There is even increasing evidence that poverty directly impacts on how neural connections develop in the brain. In particular, the hippocampus, which is key to learning, memory and stress regulation, and the amygdala, which is linked to stress and emotion, have weaker connections to other areas of the brain in children living in poverty compared with children from more affluent homes. Those changes in connectivity are related to poorer cognitive and educational outcomes and increased risk of psychiatric illness for nine to 10-year-olds; that includes depression and antisocial behaviours.
The inequalities that the people of our country face at the moment are reminiscent of the Victorian age. The International Monetary Fund has described income inequalities as
“the most defining challenge of our time”.
In the UK, 40 years ago, 5% of income went to the highest 1% of earners; today it is 15%. Unless we address that, we cannot get to grips with all the other issues talked about in this debate. Of course, this is not just about income. The Panama papers revealed the shocking extent to which the assets of the richest are kept in offshore tax havens, where tax is avoided and evaded. According to the Equality Trust, in the last year alone the wealth of the richest 1,000 households in the UK increased by more than £28.5 billion. Today, their combined wealth is more than that of 40% of the population. While the wealth of the richest 1% has increased by 21%, the poorest half of households saw their wealth increase by less than one third of that amount. I could go on.

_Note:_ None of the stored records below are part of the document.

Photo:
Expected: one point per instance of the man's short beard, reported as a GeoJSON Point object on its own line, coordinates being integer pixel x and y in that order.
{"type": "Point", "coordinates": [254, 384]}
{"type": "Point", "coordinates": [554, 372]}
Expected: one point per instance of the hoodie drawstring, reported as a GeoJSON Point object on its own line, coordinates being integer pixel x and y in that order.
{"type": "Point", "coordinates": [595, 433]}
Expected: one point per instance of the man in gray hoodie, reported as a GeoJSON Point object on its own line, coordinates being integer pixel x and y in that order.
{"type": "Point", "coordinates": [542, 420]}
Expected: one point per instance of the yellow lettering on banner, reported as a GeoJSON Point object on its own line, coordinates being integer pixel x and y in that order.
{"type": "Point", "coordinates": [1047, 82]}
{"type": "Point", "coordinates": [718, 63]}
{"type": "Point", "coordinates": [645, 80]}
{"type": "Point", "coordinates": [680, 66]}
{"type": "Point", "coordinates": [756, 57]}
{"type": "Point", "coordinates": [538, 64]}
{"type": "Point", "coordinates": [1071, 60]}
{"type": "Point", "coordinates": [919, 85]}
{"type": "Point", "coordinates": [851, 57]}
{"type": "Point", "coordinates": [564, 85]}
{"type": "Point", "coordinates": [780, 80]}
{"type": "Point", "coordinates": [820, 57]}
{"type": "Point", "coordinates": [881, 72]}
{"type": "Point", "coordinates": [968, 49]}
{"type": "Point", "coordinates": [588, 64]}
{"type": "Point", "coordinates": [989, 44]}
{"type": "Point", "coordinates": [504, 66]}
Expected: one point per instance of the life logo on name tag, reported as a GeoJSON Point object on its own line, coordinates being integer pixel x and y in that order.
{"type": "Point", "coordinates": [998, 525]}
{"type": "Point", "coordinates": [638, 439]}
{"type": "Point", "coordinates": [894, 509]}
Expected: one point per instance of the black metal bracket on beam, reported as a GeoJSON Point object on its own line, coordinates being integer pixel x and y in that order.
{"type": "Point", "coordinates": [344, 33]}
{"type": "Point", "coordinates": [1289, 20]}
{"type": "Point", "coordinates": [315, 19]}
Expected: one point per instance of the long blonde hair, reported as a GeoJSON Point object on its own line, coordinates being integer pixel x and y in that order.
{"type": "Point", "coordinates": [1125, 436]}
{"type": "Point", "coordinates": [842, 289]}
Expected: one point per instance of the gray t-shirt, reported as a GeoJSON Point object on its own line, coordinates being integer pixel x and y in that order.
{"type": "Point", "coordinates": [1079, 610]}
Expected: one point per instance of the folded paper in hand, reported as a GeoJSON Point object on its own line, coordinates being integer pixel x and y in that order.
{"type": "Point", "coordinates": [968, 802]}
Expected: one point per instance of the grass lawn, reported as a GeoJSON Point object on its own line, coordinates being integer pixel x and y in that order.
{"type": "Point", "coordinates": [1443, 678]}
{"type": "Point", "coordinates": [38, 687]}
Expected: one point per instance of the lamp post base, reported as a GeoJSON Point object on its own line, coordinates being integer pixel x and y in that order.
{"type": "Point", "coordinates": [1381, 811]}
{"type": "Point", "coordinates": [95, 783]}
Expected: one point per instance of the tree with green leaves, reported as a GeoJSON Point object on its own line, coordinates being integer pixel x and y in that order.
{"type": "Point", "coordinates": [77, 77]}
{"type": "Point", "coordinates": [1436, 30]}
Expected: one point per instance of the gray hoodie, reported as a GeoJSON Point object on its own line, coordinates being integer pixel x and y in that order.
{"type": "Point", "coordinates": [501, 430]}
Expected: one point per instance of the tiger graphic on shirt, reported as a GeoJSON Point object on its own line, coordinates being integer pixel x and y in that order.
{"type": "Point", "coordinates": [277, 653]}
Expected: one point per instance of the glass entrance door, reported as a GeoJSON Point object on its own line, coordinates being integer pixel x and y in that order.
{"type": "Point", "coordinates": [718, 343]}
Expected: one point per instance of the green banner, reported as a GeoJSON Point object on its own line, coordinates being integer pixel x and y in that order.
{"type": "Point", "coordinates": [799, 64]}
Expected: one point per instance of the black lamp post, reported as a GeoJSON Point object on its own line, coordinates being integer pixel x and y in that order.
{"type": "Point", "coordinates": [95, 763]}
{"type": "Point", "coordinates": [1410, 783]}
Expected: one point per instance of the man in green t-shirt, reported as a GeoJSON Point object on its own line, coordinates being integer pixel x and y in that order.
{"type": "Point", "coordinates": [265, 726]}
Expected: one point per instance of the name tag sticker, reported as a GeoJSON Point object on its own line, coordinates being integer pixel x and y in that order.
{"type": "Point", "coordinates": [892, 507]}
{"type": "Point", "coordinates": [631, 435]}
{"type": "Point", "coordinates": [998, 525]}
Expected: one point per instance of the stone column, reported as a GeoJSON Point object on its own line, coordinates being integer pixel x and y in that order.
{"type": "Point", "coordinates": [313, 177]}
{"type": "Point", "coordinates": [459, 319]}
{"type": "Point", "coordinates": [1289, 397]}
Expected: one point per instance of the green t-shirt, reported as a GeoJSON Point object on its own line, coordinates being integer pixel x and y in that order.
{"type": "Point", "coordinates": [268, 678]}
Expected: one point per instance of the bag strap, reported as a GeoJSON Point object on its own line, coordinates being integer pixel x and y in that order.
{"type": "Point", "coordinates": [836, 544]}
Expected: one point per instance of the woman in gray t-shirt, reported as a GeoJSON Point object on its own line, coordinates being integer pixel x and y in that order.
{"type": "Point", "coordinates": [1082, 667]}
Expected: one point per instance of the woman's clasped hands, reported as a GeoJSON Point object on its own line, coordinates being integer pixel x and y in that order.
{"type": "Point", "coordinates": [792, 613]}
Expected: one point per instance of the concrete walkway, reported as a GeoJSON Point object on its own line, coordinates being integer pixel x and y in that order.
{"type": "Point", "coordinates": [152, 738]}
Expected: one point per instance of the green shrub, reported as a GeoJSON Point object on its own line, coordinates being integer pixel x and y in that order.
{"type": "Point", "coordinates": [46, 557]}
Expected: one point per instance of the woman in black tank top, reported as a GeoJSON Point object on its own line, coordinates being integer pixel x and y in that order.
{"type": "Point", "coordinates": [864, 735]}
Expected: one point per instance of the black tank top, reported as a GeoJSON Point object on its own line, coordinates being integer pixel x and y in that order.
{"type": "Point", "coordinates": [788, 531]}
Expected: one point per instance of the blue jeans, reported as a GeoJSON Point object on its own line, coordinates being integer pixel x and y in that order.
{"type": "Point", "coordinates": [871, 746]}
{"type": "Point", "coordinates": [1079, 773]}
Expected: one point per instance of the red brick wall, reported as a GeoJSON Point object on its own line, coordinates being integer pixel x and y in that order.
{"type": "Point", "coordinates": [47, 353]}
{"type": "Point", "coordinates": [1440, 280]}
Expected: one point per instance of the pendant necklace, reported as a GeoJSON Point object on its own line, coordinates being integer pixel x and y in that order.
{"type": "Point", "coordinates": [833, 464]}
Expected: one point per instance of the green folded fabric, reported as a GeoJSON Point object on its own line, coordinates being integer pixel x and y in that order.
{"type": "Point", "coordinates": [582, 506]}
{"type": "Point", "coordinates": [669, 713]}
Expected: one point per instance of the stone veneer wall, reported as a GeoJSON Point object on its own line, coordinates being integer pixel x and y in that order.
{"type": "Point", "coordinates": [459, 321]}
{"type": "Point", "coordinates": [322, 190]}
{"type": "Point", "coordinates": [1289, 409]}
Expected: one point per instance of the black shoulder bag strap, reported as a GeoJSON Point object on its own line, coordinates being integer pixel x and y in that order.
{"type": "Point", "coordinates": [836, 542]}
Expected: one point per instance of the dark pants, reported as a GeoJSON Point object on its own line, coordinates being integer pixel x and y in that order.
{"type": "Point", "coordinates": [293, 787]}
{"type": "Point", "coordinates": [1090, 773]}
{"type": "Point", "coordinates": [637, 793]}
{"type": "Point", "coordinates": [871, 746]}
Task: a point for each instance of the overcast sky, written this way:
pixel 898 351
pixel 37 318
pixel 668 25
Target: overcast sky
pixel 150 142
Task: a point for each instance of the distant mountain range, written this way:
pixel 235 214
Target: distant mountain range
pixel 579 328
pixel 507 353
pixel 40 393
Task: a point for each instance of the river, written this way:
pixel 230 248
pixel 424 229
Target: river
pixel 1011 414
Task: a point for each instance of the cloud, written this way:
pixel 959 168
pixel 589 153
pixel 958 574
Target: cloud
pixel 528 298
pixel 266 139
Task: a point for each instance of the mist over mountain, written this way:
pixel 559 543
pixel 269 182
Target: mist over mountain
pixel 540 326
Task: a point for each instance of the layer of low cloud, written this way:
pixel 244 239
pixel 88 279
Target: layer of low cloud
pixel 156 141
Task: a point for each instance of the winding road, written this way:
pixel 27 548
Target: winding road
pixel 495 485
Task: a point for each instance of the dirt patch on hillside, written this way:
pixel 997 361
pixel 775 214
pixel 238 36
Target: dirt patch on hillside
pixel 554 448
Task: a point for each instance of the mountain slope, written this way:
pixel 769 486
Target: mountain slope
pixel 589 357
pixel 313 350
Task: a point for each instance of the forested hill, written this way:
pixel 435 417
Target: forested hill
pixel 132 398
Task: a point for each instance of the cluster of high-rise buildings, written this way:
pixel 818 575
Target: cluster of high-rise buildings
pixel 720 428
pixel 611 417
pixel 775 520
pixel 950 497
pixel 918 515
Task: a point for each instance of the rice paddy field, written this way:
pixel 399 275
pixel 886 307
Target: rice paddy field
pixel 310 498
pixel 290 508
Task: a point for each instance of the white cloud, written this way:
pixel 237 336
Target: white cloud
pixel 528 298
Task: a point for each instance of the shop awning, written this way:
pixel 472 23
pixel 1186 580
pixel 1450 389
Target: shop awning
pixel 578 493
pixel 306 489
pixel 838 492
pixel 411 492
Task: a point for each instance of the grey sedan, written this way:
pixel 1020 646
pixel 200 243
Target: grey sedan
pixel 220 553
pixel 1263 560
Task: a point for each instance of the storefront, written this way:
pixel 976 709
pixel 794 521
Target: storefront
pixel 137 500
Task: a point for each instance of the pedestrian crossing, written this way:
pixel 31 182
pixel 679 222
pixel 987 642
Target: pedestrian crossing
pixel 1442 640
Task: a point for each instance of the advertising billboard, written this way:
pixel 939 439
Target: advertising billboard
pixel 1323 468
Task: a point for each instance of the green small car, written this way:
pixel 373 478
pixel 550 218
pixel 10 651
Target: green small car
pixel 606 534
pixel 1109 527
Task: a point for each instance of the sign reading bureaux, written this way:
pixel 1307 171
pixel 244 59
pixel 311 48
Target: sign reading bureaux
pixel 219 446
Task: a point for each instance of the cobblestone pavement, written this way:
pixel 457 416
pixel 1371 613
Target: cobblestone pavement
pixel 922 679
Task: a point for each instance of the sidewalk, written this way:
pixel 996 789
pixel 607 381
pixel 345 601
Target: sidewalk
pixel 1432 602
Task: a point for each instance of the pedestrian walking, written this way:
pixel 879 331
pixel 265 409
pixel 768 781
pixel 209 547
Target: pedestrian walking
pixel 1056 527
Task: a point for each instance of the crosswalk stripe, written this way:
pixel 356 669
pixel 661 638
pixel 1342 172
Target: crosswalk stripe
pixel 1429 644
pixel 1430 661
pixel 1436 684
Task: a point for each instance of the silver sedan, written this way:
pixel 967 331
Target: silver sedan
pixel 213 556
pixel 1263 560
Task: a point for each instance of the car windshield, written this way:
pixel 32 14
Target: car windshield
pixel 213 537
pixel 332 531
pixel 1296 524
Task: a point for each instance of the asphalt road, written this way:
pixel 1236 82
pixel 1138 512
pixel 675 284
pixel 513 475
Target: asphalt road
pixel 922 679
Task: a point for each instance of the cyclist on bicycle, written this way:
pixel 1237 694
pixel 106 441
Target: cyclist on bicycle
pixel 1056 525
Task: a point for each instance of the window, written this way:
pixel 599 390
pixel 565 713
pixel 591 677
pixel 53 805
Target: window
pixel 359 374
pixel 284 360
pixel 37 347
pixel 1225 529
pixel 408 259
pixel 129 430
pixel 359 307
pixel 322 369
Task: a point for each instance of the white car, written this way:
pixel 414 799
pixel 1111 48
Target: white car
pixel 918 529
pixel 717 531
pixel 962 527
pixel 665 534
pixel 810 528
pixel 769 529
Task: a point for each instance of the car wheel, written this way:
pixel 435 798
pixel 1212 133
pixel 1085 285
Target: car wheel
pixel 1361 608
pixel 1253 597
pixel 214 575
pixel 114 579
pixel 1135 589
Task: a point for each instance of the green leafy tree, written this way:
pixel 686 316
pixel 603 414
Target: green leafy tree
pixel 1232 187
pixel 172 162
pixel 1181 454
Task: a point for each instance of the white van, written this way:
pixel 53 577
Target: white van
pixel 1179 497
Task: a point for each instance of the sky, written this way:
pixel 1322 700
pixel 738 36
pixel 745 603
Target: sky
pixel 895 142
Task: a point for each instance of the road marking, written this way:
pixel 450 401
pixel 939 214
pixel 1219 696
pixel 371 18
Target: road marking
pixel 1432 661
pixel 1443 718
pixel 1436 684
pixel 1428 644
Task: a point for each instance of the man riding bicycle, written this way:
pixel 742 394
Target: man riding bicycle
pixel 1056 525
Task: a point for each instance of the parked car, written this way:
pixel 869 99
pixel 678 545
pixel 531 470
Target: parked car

Of course, social injustices are not confined to tax and social security policies. There is inadequate funding for nursery schools, so we are seeing them struggle to provide the expertise that can make a real difference in early-years development—something very pertinent in my own constituency. What about the impact of the Government’s decision to bring forward the equalisation of the state pension age for women born in the 1950s, the so-called WASPI women—Women Against State Pension Inequality? What about the restrictions in access to justice through legal aid and the fees charged for employment tribunals? What about the reducing of access to education by trebling tuition fees and scrapping the education maintenance allowance? What about the cuts to local authority budgets—they have been very high indeed in my constituency—leading to cuts to Sure Start and threatening vital adult social care?
Cuts to the police authorities mean that we are seeing increased problems with social cohesion, creating real anxiety at all levels of society, with people in certain areas afraid to go out of their houses. There is the threat to the social housing sector, such that people do not feel that they have a secure home to live in, through the Government’s right to buy, bedroom tax and 1% annual cut to social rents. Those are all combining to threaten the social housing sector.
This Government and the previous coalition have facilitated exploitative labour markets with poor-quality jobs and zero-hours contracts, the number of which is heading towards 1 million, and have further contributed to maintaining power within an elite. Where is the social justice in that?
Governing is about choices. The amount of revenue lost to the Exchequer each year as a result of tax fraud is £16 billion—the same as we spend on disabled people through disability living allowance and personal independence payment. If the Government truly believe in social justice and fairness, they need to reflect that in their policies across the board. They need to clamp down on tax fraud and ensure that the most vulnerable in society are looked after properly and not plunged into poverty or worse, and that opportunities are there for all.”